疑問符を浮かべて彼を見つめると、霧野くんは廊下中に響き渡るような声ではっきりとこう告げてきた。
「俺、笹木さんが好きです」
………は?
廊下が、教室が、全てが静まり返った。
が、それも一瞬でザワッと一気に周りのギャラリーが騒ぎ出す。
冷やかし、悲鳴、喚声の嵐。それに加えた突き刺さる視線すら気にならない位に、私の思考は置いてけぼりになっていた。
いま、いったい何が起こっているのだろうか。
予測不能な事態に頭が回り切らない。
彼の意図が全くわからない。
第一、私のあまり多くない経験による解釈だが、告白とは人目の付かないところでひっそりと行われるものではないのか。
少なくとも、一乃のときはそうだった。
それにサッカー部である彼は知らないはずがないのだ。
一年生の頃から週に何度か一乃の部活終わりを待って一緒に下校していたのを、まさか一度も見たことがないなんてことはあるまい。

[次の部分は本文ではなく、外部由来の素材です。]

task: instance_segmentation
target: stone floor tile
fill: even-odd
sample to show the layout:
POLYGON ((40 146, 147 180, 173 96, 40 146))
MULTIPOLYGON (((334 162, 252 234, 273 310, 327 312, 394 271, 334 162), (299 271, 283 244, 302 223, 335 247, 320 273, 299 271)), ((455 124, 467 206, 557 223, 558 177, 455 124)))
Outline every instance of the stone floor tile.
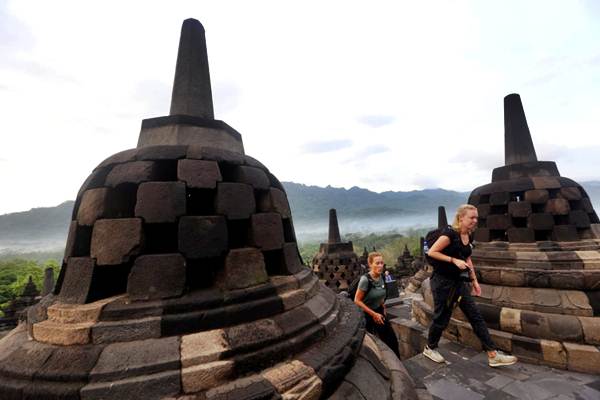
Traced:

割とオープンにしていた私と一乃の付き合いは周知の事実だったはずだ。
なのに、どうして?
けれど私は一乃と別れるつもりは毛頭ないし、この状況はどうにかしなくてはならない。
少し冷静さを取り戻してきた思考でそう考え、とりあえず霧野くんにその事だけは伝えなくてはと、彼へとまっすぐ向き直った。
いくらこの状況を創ったのが彼であっても、こんなに大勢の前で恥を掻かせるのはどうだろうと思い、少し小さめの声で
「あの、私一乃と…」
と告げようとすると、唇に綺麗な人差し指がそっと当てられた。
勢いを失い、発し損ねた言葉を渋々飲み込むと、霧野くんは満足げに指をゆっくりと離す。
そして代わりに伸びてきた腕にぎゅっと抱きしめられた。
あまりにも衝撃的な事態に身体が硬直した。
更に拍車を掛けた喚声に顔が青ざめていくのを感じる。
再び見た彼の唇は、不気味な位に綺麗な三日月を描いていた。